UAE economy set for faster growth despite flat oil output
Trade, manufacturing, construction and tourism will help to propel GDP growth to a stronger 3.8 per cent this year as the rise in oil output slows, estimates Emirates NBD.
Expansion would pick up from 3.7 per cent last year, the country's biggest bank by assets estimated.
Forecasts for both years were raised by the bank, up by 0.7 percentage points for last year and 0.3 percentage points for this year.
"We expect regional demand, buoyed by strong government spending in Saudi Arabia, Qatar and Oman to have a positive knock-on impact on the UAE's economy," Khatija Haque, senior economist at Emirates NBD wrote.
The uptick in the UAE's economy this year is in contrast to waning performance elsewhere in the GCC, where average growth would slow to 4.6 per cent this year from an estimated 6 per cent last year, according to the bank.
Expansion in the past two years was supported by higher oil output as the GCC raised production to make up for cuts to Libyan output in 2011 and more recently for the dip in Iran's exports as a result of international sanctions.
But oil output would remain broadly flat this year under its base-case scenario, the bank wrote. Most GDP growth would come from the non-oil sectors this year, it estimated.
Offsetting Abu Dhabi's flat oil output would be a 5 per cent acceleration in the non-oil sector, it estimated. In a boost to the emirate's construction market, a consortium led by Arabtec was last week awarded the Dh2.4 billion (US$653.3 million) contract to build the Louvre Abu Dhabi.
In Dubai, the epicentre of the country's non-oil economy, growth would register 3.9 per cent this year, the bank said. Spearheading activity was robust performance in the services industry, as measured by HSBC's purchasing managers index, which reached a 19-month high last month. Manufacturing, which accounts for 14 per cent of the emirate's GDP, would continue to strengthen.
China's accelerating economy and strong spending in Saudi Arabia, Oman and Qatar would help to underpin a pickup in non-oil trade this year, said Emirates NBD.

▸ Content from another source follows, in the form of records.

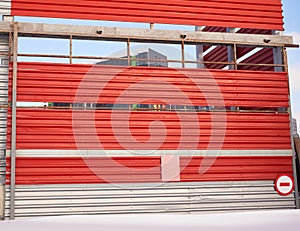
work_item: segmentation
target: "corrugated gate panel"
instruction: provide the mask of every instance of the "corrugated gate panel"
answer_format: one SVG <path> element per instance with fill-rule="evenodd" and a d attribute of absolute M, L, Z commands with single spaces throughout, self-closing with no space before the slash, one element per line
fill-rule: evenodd
<path fill-rule="evenodd" d="M 9 186 L 5 216 L 9 217 Z M 293 209 L 273 181 L 17 186 L 16 217 Z"/>
<path fill-rule="evenodd" d="M 225 106 L 288 107 L 288 80 L 285 72 L 18 64 L 18 101 L 127 104 L 135 98 L 174 105 L 216 106 L 224 100 Z"/>
<path fill-rule="evenodd" d="M 283 30 L 280 0 L 12 0 L 11 14 Z"/>
<path fill-rule="evenodd" d="M 80 119 L 73 120 L 74 113 Z M 126 117 L 128 113 L 129 121 Z M 91 121 L 90 116 L 95 120 Z M 9 125 L 10 117 L 9 115 Z M 226 122 L 223 121 L 225 119 Z M 79 130 L 74 129 L 74 121 Z M 162 135 L 164 133 L 160 124 L 153 125 L 152 136 L 155 138 L 147 142 L 151 138 L 148 129 L 153 121 L 162 121 L 167 134 L 166 137 Z M 138 142 L 145 142 L 143 147 L 148 150 L 152 150 L 162 140 L 164 142 L 159 148 L 162 150 L 206 150 L 211 142 L 219 143 L 224 138 L 223 145 L 219 148 L 290 150 L 289 123 L 288 114 L 276 113 L 75 110 L 72 114 L 72 110 L 18 109 L 17 149 L 76 150 L 80 147 L 97 150 L 100 148 L 100 141 L 103 148 L 108 150 L 122 150 L 122 145 L 139 150 L 141 148 L 132 143 L 136 139 Z M 189 133 L 182 133 L 183 128 L 188 129 Z M 10 129 L 8 130 L 10 134 Z M 195 141 L 195 135 L 199 131 L 201 138 Z M 135 139 L 132 140 L 131 136 Z M 122 140 L 121 143 L 119 139 Z M 10 145 L 10 135 L 7 145 Z"/>
<path fill-rule="evenodd" d="M 213 165 L 199 172 L 204 157 L 180 157 L 180 178 L 185 181 L 247 181 L 274 180 L 278 174 L 292 175 L 291 156 L 219 156 L 210 158 Z M 206 162 L 210 162 L 205 158 Z M 40 184 L 99 184 L 161 182 L 160 157 L 99 157 L 99 158 L 17 158 L 16 183 Z M 10 172 L 10 161 L 7 160 Z M 7 174 L 6 184 L 10 184 Z"/>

Growth in money supply and private-sector credit would also pick up this year, it said.
Although the level of fiscal stimulus in the UAE is below that of other parts of the region, the economy is still expected to feel the benefits of government spending elsewhere.
"Manufacturing and construction companies would benefit from higher infrastructure investment in neighbouring countries. Job creation efforts and higher salaries will continue to support tourism and retail," wrote analysts at the bank.
In the absence of expansion in Saudi Arabia's oil sector, activity would be bolstered by higher than budgeted public sector expenditure, the bank said. Growth would moderate from 6.8 per cent last year to 5.4 per cent this year.
Jadwa Investment, the Saudi investment bank, expects GDP in the GCC's largest economy to slow to 4.2 per cent this year, from 6.8 per cent last year.
"Education, infrastructure, construction will benefit from capital spending, while retail, finance and utilities will be supported by domestic consumption," said Fahad Alturki, senior economist at Jadwa. "Domestic consumption will also be supported by the labour market reform including the Saudisation programme to create jobs and establishing a minimum wage in the private sector."
Inflation may emerge with greater force this year in the UAE and wider GCC, said Emirates NBD.
Consumer prices in the UAE would rise by an average of 2.5 per cent this year as the housing market revived, it forecast. Across the GCC, inflation would average 4.5 per cent.
Inflation in the capital reached 1.1 per cent last year, according to a report released yesterday from Statistics Centre-Abu Dhabi. Prices rose 0.7 per cent last month from the same period a year earlier, it said, with the largest increases recorded in the hotels and restaurant segment.